Transition énergétique : Des politiques divergentes

L'Allemagne et la France continuent de défendre des positions divergentes sur des questions essentielles pour l'avenir énergétique de l'Europe comme le nucléaire, l'hydrogène ou la fin des véhicules thermiques.

Face au défi de la transition énergétique en Europe, les trajectoires adoptées par le couple franco-allemand diffèrent. Si chacun vise la neutralité carbone d’ici 2050 (et même 2045 pour l’Allemagne), une politique énergétique commune sous l’impulsion de l´Union Européenne semble encore irréaliste. Face à la hausse et la volatilité des prix de l’énergie et l’augmentation de la dépendance vis-à-vis des importations (mise en évidence par la guerre en Ukraine), les Etats européens font face à des défis communs, mais leur non-alignement rend les discussions et compromis au sein de l’Union Européenne d´autant plus complexes. Si la stratégie énergétique ambitieuse de l’Allemagne, connue sous le nom d´« Energiewende », a toujours eu pour objectif de promouvoir les énergies renouvelables, la France peine à se détacher de sa forte dépendance au nucléaire.

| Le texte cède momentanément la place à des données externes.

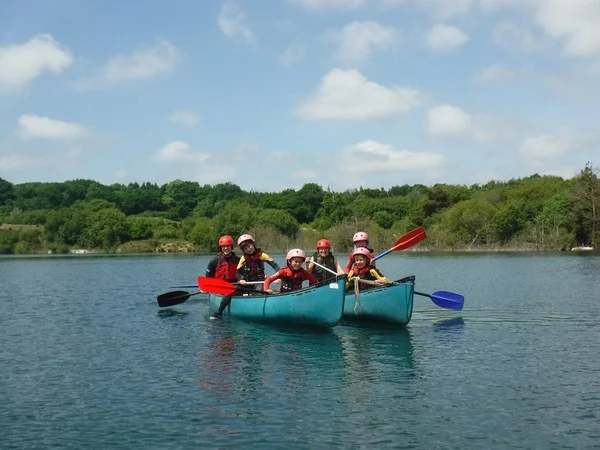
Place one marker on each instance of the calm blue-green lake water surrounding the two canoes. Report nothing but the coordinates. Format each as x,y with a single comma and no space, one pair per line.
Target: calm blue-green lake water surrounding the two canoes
87,359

Le sujet du nucléaire divise depuis bien des années les pays européens. Alors qu´en Allemagne on assiste à la fin d’une ère avec la fermeture des trois dernières centrales nucléaires en avril 2023, le président Macron place le programme de relance accélérée du nucléaire au centre des ambitions de son second quinquennat, programme faisant écho au plan Messmer de 1974 (émergence de 58 réacteurs en à peine 15 ans). Ce retour du pro-atome provoque l’indignation des antinucléaires dans l’Allemagne d´Olaf Scholz. Indignation qui fait réagir Agnès Pannier-Runacher, ministre française de la transition énergétique, qui reproche à Berlin d´« importer massivement de l'énergie nucléaire française tout en rejetant toute législation européenne qui reconnaît la valeur du nucléaire en tant que source d'énergie à faible émission de carbone ».

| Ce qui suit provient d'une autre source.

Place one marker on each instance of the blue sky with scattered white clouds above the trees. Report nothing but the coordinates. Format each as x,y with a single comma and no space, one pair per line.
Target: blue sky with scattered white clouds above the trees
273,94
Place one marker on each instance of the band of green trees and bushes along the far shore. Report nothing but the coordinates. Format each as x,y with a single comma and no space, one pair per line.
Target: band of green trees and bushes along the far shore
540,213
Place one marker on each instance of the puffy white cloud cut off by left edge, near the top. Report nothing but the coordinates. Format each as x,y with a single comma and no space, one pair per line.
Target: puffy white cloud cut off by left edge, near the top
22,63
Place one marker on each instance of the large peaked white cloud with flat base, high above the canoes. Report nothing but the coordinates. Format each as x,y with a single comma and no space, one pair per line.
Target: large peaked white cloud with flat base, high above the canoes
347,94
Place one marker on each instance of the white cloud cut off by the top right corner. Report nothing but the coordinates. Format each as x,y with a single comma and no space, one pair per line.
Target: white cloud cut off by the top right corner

Autre sujet de discorde au sein du tandem européen : l’hydrogène. Le 13 février 2023, Paris se réjouit de la décision prise par Bruxelles de placer à un niveau d’égalité l’hydrogène bas carbone produit à partir d’énergie nucléaire et l’hydrogène renouvelable, en obtenant l’appellation d´« hydrogène vert ». Cette décision ne ravit pas l´Allemagne et l´Espagne qui militent pour une définition plus restrictive de l’hydrogène vert, et contribue aux divisions européennes en termes de politique énergétique, dans un contexte déjà exacerbé par la guerre en Ukraine et la crise énergétique.

Face à l’urgence climatique, Bruxelles souhaitait interdire la vente de véhicules thermiques en 2035 dans le cadre du plan climat de la Commission européenne. Cette mesure devait permettre de réduire les émissions nettes de gaz à effet de serre d’au moins 55% en 2030 par rapport à 1990. Mais, en mars 2023, à l’initiative des libéraux du parti FDP, et à la stupéfaction de tous, Berlin s´oppose en dernière minute à ce vote. L´Allemagne veut négocier une législation supplémentaire pour mettre en avant les carburants de synthèse. Quelques mois plus tard, Frans Timmermans, commissaire européen à l’Environnement, déclare avoir trouvé un compromis avec Berlin pour débloquer ce texte clé. Les véhicules thermiques, dès lors qu’ils utilisent des carburants neutres en termes d´émission de Co2, pourront être immatriculés après 2035.

Il est important pour l´Europe d´avancer de façon plus concertée et cohérente, afin d’affronter les défis énergétiques. Pour le moment, l´idée d´une politique énergétique européenne unique reste utopique, malgré certaines avancées récentes. Ainsi, les 9 et 10 octobre 2023 au sommet d´Hambourg, Berlin et Paris ont su trouver un compromis sur la réforme du marché européen de l’électricité et s´accorder sur le mode de fixation du prix du mégawattheure, non sans d'importantes négociations et concessions des deux côtés. Lors de la conclusion de cet accord entre les pays de l´Union Européenne, le 17 octobre, la France qui militait pour le maintien du nucléaire dans le nouveau mécanisme de prix a obtenu ce qu´elle souhaitait. Cependant, face aux craintes de l´Allemagne, Bruxelles s´assurera que la modernisation des 56 réacteurs d´EDF ne donne pas à la France un avantage illégitime, et ce conformément aux règles européennes de la concurrence.